Strategic / Actionable Recommendations for Regional Players

In North America, fostering partnerships with technology firms could enhance operational capabilities and streamline logistics processes. Emphasizing the integration of advanced data analytics and automation will likely position regional players to better meet customer expectations and improve service delivery.

For the Asia Pacific region, exploring alliances with local carriers and logistics providers may facilitate entry into emerging markets. By focusing on high-growth sub-segments, such as e-commerce logistics, regional players can leverage the rapid expansion of online retail and capitalize on increased demand for efficient freight solutions.

In Europe, investing in sustainable logistics practices can differentiate regional players in a competitive market.
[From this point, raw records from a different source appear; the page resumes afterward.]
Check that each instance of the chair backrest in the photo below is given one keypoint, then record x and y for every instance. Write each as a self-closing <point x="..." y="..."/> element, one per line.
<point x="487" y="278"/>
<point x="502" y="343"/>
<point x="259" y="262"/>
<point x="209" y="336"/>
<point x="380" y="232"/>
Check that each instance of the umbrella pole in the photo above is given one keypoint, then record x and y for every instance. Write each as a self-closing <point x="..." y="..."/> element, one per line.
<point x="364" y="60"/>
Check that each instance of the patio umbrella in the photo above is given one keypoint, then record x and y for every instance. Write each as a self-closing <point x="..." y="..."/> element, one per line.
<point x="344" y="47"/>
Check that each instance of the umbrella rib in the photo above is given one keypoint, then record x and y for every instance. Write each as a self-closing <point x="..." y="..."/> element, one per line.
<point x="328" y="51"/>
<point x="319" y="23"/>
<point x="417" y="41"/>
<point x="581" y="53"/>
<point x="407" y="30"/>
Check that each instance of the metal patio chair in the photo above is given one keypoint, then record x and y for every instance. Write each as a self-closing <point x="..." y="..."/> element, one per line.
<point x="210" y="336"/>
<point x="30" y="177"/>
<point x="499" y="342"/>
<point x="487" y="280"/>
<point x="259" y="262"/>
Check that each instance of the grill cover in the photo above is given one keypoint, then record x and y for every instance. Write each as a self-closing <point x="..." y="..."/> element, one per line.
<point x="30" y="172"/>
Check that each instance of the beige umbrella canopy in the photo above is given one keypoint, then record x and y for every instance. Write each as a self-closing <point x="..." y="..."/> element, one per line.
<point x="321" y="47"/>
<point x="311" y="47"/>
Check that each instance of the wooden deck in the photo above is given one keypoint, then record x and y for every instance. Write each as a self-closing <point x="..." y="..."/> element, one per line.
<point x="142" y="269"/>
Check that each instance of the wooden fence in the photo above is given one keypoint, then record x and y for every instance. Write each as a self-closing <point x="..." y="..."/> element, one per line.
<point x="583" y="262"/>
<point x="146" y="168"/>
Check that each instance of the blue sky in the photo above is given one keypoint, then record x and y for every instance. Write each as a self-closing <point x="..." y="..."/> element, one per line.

By adopting green technologies and practices, companies can not only comply with stringent regulations but also appeal to environmentally conscious consumers, enhancing their brand reputation and market share.

Frequently Asked Questions

What is the market size of international freight forwarding?

The market size of international freight forwarding in 2026 is calculated to be USD 126.15 billion.

What is the expected industry size of international freight forwarding by 2035?

International Freight Forwarding Market size is predicted to expand from USD 121.03 billion in 2025 to USD 195.28 billion by 2035, with growth underpinned by a CAGR above 4.9% between 2026 and 2035.

Which region emerges as the top contributor to the international freight forwarding industry revenue?

Asia Pacific region dominated over 46.35% market share in 2025, due to dominant global trade and logistics hubs.

In which region is the international freight forwarding sector expanding most rapidly?

Asia Pacific region will observe over 5.5% CAGR between 2026 and 2035, propelled by growth in cross-border e-commerce and supply chains.

Why does B2B sub-segment dominate the customer segment of international freight forwarding sector?

In 2025, the B2B segment held a 72.75% share of the market, driven by large-scale industrial contracts demanding reliable supply chain services.

How does ocean segment fare in the international freight forwarding industry?

In 2025, the ocean segment accounted for a 56.65% of the international freight forwarding market, fueled by cost-effective bulk shipping meeting demand for high-volume global trade.

What share does freight transportation segment hold in the international freight forwarding sector as of 2025?

The freight transportation segment held a market share of over 43.26% in 2025, propelled by global trade expansion necessitating efficient cross-border logistics solutions.

Which organizations are considered leaders in the international freight forwarding landscape?

Key companies dominating the international freight forwarding market are DHL (Germany), Kuehne+Nagel (Switzerland), DB Schenker (Germany), C.H. Robinson (USA), Expeditors (USA), Nippon Express (Japan), UPS Supply Chain Solutions (USA), FedEx Logistics (USA), J.B. Hunt (USA), Sinotrans (China).